今日は曇り空で,残ながら春の暖かい陽光を浴びて桜の花が輝く写真は撮ることが出来ませんでしたが,曇天のやさしい雰囲気の中で花開いた桜の雰囲気を写真に撮ることができました.

平田オリザをめぐって・・・

 職場の先輩と,あれこれと四方山話をする中で,進路指導の話題になって「生徒にとってのキャリアって?」という話になりました.

 普通科の進学校ならば,大学受験に必要な教科・科目を中心に,基礎的な学力に加えて,しっかり応用できる学力が求められます.大学が求めてる学力を問う「入試という敷居」を超えるために鍛錬が「キャリア」とも言えます.

 それに対して就職の比率の高い専門高校における「キャリア」は,様相がかなり異なるのかもしれません.就職先の職場で仕事をこなせるか?それを見極めるために面接では部活動に関する質問が比較的多いです.その生徒の個性というよりも,集団生活に馴染んでいるか?集団行動がとれるか?というような質問の背景には,企業が求める専門高校の生徒に求める「キャリア」が,大学が普通科の進学校に求める「キャリア」とは異なる為ではないかと思います.

 専門高校において会社が求める生徒の「キャリア」は,会社という組織の中で「歯車」としての素質を問われているのかもしれず,生徒自身も,自分の個性や能力以上に,会社という「組織における親和性」のようなものをアピールする傾向を感じます.それはもちろん指導する教師の思惑や,求められている生徒像にあわせようとしている部分も大きいと思います.
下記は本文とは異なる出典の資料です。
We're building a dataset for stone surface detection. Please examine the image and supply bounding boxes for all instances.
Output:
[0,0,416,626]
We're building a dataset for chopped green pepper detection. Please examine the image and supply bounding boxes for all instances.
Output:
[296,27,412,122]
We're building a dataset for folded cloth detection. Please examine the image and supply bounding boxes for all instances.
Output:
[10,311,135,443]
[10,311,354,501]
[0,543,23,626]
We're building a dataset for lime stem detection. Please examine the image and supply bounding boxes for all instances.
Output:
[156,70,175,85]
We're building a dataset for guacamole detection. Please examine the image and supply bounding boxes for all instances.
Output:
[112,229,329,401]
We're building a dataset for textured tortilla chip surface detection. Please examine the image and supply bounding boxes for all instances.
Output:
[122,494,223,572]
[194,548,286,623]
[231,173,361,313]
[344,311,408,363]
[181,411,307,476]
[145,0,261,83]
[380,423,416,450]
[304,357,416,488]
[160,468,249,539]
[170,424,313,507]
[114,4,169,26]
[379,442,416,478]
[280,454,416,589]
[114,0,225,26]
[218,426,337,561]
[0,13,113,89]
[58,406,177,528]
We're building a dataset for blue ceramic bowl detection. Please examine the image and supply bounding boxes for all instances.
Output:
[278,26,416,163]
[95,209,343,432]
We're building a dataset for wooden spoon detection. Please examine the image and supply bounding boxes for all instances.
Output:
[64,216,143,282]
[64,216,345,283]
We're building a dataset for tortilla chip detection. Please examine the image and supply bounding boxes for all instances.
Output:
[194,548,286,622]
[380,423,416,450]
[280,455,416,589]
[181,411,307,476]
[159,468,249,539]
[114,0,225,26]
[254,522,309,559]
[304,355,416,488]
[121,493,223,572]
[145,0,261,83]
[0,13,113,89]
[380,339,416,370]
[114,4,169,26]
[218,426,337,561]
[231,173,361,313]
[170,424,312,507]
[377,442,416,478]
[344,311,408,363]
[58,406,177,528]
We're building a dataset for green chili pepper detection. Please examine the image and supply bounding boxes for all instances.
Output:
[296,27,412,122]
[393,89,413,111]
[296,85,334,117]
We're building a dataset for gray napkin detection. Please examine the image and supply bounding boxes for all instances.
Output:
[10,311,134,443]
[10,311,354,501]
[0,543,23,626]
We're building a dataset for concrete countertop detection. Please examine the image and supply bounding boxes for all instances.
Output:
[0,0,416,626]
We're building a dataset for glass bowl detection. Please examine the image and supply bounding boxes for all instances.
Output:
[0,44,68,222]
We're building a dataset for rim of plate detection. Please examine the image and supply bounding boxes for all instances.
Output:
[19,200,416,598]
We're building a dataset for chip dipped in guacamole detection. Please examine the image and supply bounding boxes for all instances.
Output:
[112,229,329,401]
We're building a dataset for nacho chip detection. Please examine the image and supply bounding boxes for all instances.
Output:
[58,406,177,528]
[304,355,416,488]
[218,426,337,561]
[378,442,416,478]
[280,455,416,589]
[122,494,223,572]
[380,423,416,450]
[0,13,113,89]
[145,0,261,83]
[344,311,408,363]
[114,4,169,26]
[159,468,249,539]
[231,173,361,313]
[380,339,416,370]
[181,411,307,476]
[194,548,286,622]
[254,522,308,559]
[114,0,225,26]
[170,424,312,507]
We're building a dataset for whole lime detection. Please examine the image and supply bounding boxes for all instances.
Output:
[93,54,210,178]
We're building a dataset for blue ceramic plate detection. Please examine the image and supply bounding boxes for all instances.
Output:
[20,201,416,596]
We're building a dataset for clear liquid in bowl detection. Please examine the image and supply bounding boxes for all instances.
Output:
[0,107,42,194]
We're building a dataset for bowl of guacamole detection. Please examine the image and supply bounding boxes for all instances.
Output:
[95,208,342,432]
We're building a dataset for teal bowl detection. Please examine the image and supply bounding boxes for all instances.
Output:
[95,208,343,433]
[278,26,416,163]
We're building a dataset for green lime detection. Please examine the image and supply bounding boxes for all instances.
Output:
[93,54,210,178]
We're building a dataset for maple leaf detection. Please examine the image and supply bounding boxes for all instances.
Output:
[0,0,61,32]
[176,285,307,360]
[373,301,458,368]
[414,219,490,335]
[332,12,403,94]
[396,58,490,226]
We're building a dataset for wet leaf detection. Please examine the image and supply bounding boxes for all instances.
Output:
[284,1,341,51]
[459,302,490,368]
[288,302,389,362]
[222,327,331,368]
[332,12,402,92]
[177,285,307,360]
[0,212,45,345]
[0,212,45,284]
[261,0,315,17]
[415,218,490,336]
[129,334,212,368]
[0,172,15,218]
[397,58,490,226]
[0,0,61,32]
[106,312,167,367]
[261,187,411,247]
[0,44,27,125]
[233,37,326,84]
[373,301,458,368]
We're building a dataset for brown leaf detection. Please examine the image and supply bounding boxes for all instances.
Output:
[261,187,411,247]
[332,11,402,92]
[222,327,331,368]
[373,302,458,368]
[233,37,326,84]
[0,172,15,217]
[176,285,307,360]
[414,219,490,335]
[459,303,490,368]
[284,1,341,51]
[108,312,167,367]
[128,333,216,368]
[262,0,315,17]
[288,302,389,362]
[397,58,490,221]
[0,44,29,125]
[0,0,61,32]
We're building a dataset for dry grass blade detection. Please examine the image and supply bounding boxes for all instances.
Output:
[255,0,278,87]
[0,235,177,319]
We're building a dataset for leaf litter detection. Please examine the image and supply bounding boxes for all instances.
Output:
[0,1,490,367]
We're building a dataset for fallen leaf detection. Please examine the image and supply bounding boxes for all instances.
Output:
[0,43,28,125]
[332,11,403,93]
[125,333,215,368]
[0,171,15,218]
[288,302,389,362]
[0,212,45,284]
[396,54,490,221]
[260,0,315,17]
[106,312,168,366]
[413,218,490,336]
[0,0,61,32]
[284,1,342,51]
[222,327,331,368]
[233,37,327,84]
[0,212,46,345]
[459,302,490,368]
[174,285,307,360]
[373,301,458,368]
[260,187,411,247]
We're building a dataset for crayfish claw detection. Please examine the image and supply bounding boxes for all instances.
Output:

 学校では生徒の個性を育むことが求められていますが,実際には「個性の豊かさ」よりも「規律の正しさ」や「高校生らしさ」のような,一律のベクトルを基にした「ものさし」で生徒を測って,貌のない生徒を生み出している部分もあるかもしれません。

 いろいろな話をする中で,その先輩が最近読んだ文章から「今,話していて思い出しんたんだが・・・」と前置きをされて平田オリザの講演会録から面白い話をお聞きできました。

 2008年に起きた秋葉原通り連続殺傷事件の被告が,事件を起こす直前にネットに書き込んだ言葉「良い子を演じさせられるのに疲れた」という記述に平田オリザが注目したそうです.これまでは「良い子を演じるのに疲れた」というケースはありましたが,この事件の被告は「良い子を演じさせられるのに疲れた」とかなり大きな強迫概念にとらわれて追い込まれていたのかもしれない,誰かに操られ,自分を自分だと思えなくなったような感覚を持ってしまったのかもしれません.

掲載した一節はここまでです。